By Christina Fazio
As educated college students, one would expect we use intelligible language appropriate and reflective of our scholastic achievement.
Out of all the vocabulary words we have acquired over the years, for some unjustified reason we sometimes find ourselves using a variety of psychological disorders in place of adjectives to describe ourselves or others.
While we all know that using the word ‘retard’ is highly offensive and have added it to the list of things not to say, why should any other psychological disorder be seen as an acceptable means of describing ourselves or others?
Well the answer is simple. They are not acceptable, nor are they an appropriate substitution that can be used interchangeably with other adjectives.
Most of the psychological disorders we use in place of adjectives tend to reduce the difficult stress and impairment they impose on individuals with the diagnosis.
For the people who have been diagnosed with a mental illness, it is incredibly insulting to hear someone making light out of the disorder that has disrupted their lives in negative ways.

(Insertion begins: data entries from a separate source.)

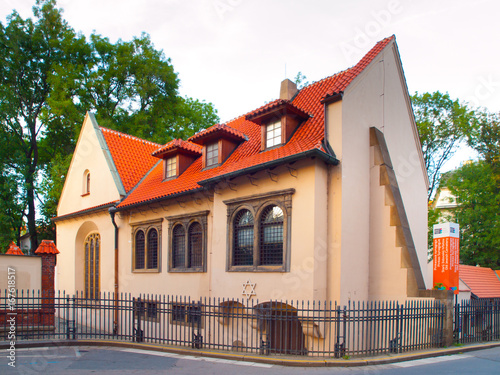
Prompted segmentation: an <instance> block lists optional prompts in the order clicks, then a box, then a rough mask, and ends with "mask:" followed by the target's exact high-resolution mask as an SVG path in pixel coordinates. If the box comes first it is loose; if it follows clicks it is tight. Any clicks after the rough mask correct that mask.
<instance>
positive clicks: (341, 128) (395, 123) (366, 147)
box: [328, 47, 427, 303]
mask: <svg viewBox="0 0 500 375" xmlns="http://www.w3.org/2000/svg"><path fill="white" fill-rule="evenodd" d="M397 64H398V61H397V59H396V55H395V51H394V50H393V49H392V47H389V48H386V49H385V50H384V52H383V53H382V55H380V56H379V57H378V58H377V59H375V60H374V61H373V62H372V64H371V65H370V66H369V67H367V68H366V69H365V71H364V72H363V73H362V74H360V75H359V76H358V77H357V78H356V79H355V80H354V81H353V82H352V83H351V85H349V86H348V88H347V89H346V90H345V92H344V96H343V100H342V102H337V103H333V104H330V105H329V106H328V121H329V140H330V143H331V145H332V147H333V149H334V151H335V153H336V155H337V158H338V159H339V160H340V165H339V166H337V167H333V168H332V171H331V180H330V181H331V186H332V188H331V191H334V192H335V194H337V195H341V197H340V198H339V197H338V196H337V197H335V196H333V197H332V196H331V195H332V194H330V200H331V201H332V202H336V204H334V207H335V208H334V211H333V212H332V213H331V216H333V217H335V215H338V214H337V213H336V211H335V210H336V209H338V210H340V211H341V213H340V217H337V220H335V219H333V220H330V221H333V222H331V223H330V224H329V225H330V228H332V231H333V234H330V236H333V237H334V241H333V245H334V244H335V242H336V241H338V240H339V238H340V240H339V241H340V251H341V257H338V256H337V257H334V259H332V260H331V262H330V267H331V268H332V270H334V271H339V272H340V273H341V274H340V278H339V284H338V285H335V284H332V288H333V291H332V293H331V295H332V297H336V296H338V298H336V299H337V300H340V302H341V303H345V302H346V301H347V300H349V299H354V300H363V299H368V298H370V296H369V286H370V282H371V280H374V279H377V280H378V279H379V278H383V279H388V280H387V281H384V282H383V284H384V285H392V283H393V282H395V281H397V280H400V277H401V270H400V268H399V267H397V268H394V271H393V273H391V274H390V275H389V274H387V273H382V272H376V274H370V264H369V261H370V254H369V249H370V247H371V241H370V215H371V212H370V207H371V199H372V193H371V189H370V185H371V177H370V174H371V173H370V167H371V162H370V152H371V151H370V131H369V129H370V127H377V128H378V129H380V130H381V131H382V132H383V133H384V136H385V138H386V142H387V146H388V149H389V152H390V156H391V159H392V162H393V165H394V169H395V172H396V175H397V178H398V183H399V184H400V189H401V195H402V198H403V202H404V205H405V209H406V212H407V216H408V219H409V222H410V228H411V231H412V235H413V238H414V242H415V246H416V248H417V252H418V255H419V260H420V264H421V265H422V266H424V267H421V268H423V273H424V275H425V274H426V272H425V269H426V254H427V250H426V238H427V237H426V236H427V234H426V233H427V186H426V180H425V178H426V177H425V176H426V175H425V170H424V169H423V165H422V163H421V162H422V159H421V154H420V149H419V144H418V142H417V139H416V133H415V127H414V124H412V122H411V112H409V107H408V103H407V102H406V99H405V95H406V94H405V92H404V90H405V86H404V85H405V83H404V81H403V77H402V76H401V75H400V73H399V71H398V66H397ZM340 116H341V121H340V119H339V117H340ZM376 196H377V194H375V196H374V197H376ZM378 199H380V197H379V198H378ZM339 206H340V207H339ZM380 207H382V206H380ZM381 210H382V211H384V209H381ZM386 231H387V233H384V235H383V236H382V237H383V238H387V239H390V238H392V237H393V231H394V229H393V228H391V227H389V226H387V227H386ZM388 241H390V240H388ZM330 242H332V241H330ZM337 246H338V242H337ZM334 253H335V254H338V253H339V251H338V250H337V251H335V252H334ZM372 271H373V269H372ZM381 285H382V284H381ZM379 287H381V286H379ZM398 293H399V292H398ZM384 294H385V293H384Z"/></svg>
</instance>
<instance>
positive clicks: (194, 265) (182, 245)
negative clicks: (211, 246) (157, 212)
mask: <svg viewBox="0 0 500 375" xmlns="http://www.w3.org/2000/svg"><path fill="white" fill-rule="evenodd" d="M208 213H209V211H202V212H197V213H193V214H186V215H176V216H169V217H167V220H168V228H169V229H168V231H169V238H170V240H169V262H168V270H169V272H206V270H207V260H206V259H207V255H206V253H207V216H208Z"/></svg>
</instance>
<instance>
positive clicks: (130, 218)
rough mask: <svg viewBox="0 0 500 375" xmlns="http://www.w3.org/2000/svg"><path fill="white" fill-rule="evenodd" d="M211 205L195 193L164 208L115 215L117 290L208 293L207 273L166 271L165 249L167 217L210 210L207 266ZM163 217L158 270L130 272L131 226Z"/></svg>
mask: <svg viewBox="0 0 500 375" xmlns="http://www.w3.org/2000/svg"><path fill="white" fill-rule="evenodd" d="M212 206H213V203H212V202H210V200H209V199H207V198H206V197H205V196H204V195H203V194H195V195H194V196H193V197H184V198H179V200H171V201H169V202H168V203H167V204H166V205H165V206H163V207H157V208H153V209H150V210H148V211H143V212H141V211H137V210H132V211H131V213H130V214H126V213H123V214H120V215H119V216H117V224H118V226H119V244H120V245H119V246H120V258H119V265H120V267H119V268H120V273H119V279H120V292H126V293H132V294H135V295H137V294H140V293H151V294H162V295H163V294H175V295H181V296H191V297H193V298H198V297H201V296H203V297H205V296H207V297H208V296H209V288H210V278H209V272H185V273H184V272H168V262H169V260H168V250H169V246H168V244H169V241H170V237H169V233H168V226H169V221H168V220H167V217H169V216H176V215H188V214H196V213H198V212H201V211H207V210H209V211H210V213H209V216H208V218H207V219H208V220H207V262H208V263H207V269H208V270H209V269H210V267H211V264H212V263H211V256H210V253H211V244H212V218H211V215H212ZM158 219H161V220H162V225H161V227H162V233H161V249H160V254H161V259H160V264H161V272H137V271H136V272H134V271H132V228H133V227H132V226H133V225H134V224H137V223H142V222H149V221H154V220H158Z"/></svg>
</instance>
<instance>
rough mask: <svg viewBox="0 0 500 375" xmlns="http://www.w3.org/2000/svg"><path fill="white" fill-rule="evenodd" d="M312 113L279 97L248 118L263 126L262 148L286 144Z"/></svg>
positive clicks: (261, 143) (270, 147)
mask: <svg viewBox="0 0 500 375" xmlns="http://www.w3.org/2000/svg"><path fill="white" fill-rule="evenodd" d="M309 117H310V115H309V114H308V113H306V112H304V111H303V110H302V109H300V108H298V107H296V106H294V105H293V104H292V103H291V102H290V101H289V100H284V99H278V100H276V101H274V102H271V103H269V104H267V105H265V106H264V107H262V108H260V109H257V110H255V111H254V112H252V113H250V114H248V115H247V116H246V119H247V120H249V121H252V122H254V123H256V124H257V125H260V126H261V150H262V151H263V150H266V149H269V148H274V147H278V146H280V145H284V144H286V143H287V142H288V141H289V140H290V138H291V137H292V135H293V133H294V132H295V131H296V130H297V128H298V127H299V126H300V124H301V123H302V122H304V121H305V120H307V119H308V118H309Z"/></svg>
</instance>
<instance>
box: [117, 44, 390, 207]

Perhaps the frequency in which we hear these mental illnesses be referenced has made us desensitized to their seriousness and overall meaning behind these disorders.
No one would think twice about ever using cancer in a sick joke, or in some sarcastic sentence, yet we have inadvertently allowed psychological illnesses to embed themselves into our casual conversations, thus detaching the hardship and distress that comes along with their nature.
Take OCD for example. We all have that friend who will say things like “I’m wicked OCD about washing my hands.”
Obsessive Compulsive Disorder is a clinical diagnosis for those experiencing significant distress and major impairment caused by the severe thoughts and urges to perform the ritualistic behavior as a means of alleviating the anxiety provoking obsessions.
Has that person been clinically diagnosed with an obsessive compulsive disorder, or is this person just ignorant and doesn’t know how to describe their preference for hand washing any other way?
Using the word bipolar has become quite the common way when describing someone who is hot and cold or whose mood seems to be all over the map.
It’s commonly used inappropriately, like when someone says “oh my god, my roommate is being so bipolar.”
Yet bipolar is a clinical diagnosis characterized as the chronic shifting between manic episodes and states of severe depression.
Is that person really being a psychological illness (doesn’t make sense, I know) or could you have used a better choice of words?
Unless the person you’re pinning this manic depressive label on actually has this disorder, you should choose a different set of words instead of making light of this serious psychological impairment.
Although referencing the act of committing suicide has made its way onto the list of things never to be joked about, there are still some of us who insist on using it to describe a dramatic reaction toward something.
“If my professor assigns one more paper, I’m going to jump off of a bridge,” might be something you hear, especially around this time while preparing for finals. Are you actually contemplating the act of taking your life, or are you being overly dramatic in an attempt to be funny?
More times than not, when someone mentions the word suicide, or references the act of taking one’s life, it’s not used in a serious sense, which is both disturbing and concerning .
Have we really resorted to using some of the most morbid concepts in our culture to make ironic remarks or insensitive statements?
There is nothing funny about the topic of mental illnesses, psychological disorders or suicide, and most would agree that words of that nature shouldn’t be included in the context of casual conversations.
As educated individuals we should be using language that articulates what we’re trying to say without being misleading, insulting or mocking any sort of illness, psychological ones included.